PPoPP 2022
Sat 2 - Wed 6 April 2022
Tue 5 Apr 2022 15:05 - 15:10 - Poster Session Chair(s): Yan Gu

This work proposes a framework called FuSy that analyzes the data dependence graphs (DAGs) of two sparse kernels and creates an efficient schedule to execute the kernels in combination. Sparse kernels are frequently used in scientific codes and in machine learning algorithms and very often they are used in combination. Iterative linear system solvers are an example where kernels such as sparse triangular solver (SpTRSV) and sparse matrix-vector multiplication (SpMV) are called consecutively in each iteration of the solver.
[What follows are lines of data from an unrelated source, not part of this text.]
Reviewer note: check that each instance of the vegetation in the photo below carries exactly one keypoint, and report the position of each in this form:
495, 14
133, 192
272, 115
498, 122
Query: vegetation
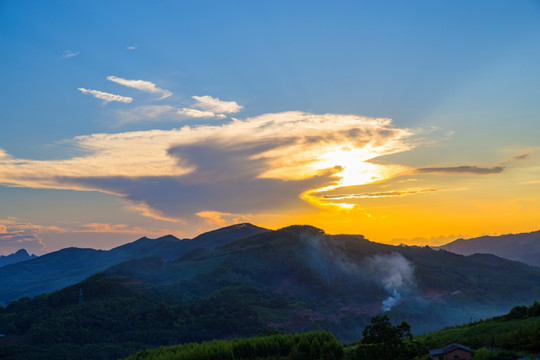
313, 345
519, 330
Prior approaches typically optimize these sparse kernels independently leading to high synchronization overheads and low locality. We propose an approach that analyzes the DAGs of two sparse kernels and then creates a new order of execution that enables running the two kernels efficiently in parallel. To investigate the efficiency of our approach, we compare it with the state-of-the-art MKL library for two kernel combinations, SpTRSV-SpMV and SpMV-SpTRSV which are commonly used in iterative solvers. Experimental results show that our approach is on average 2.6$\times$ and 1.8$\times$ faster than the MKL library for a set of matrices from the Suitesparse matrix repository.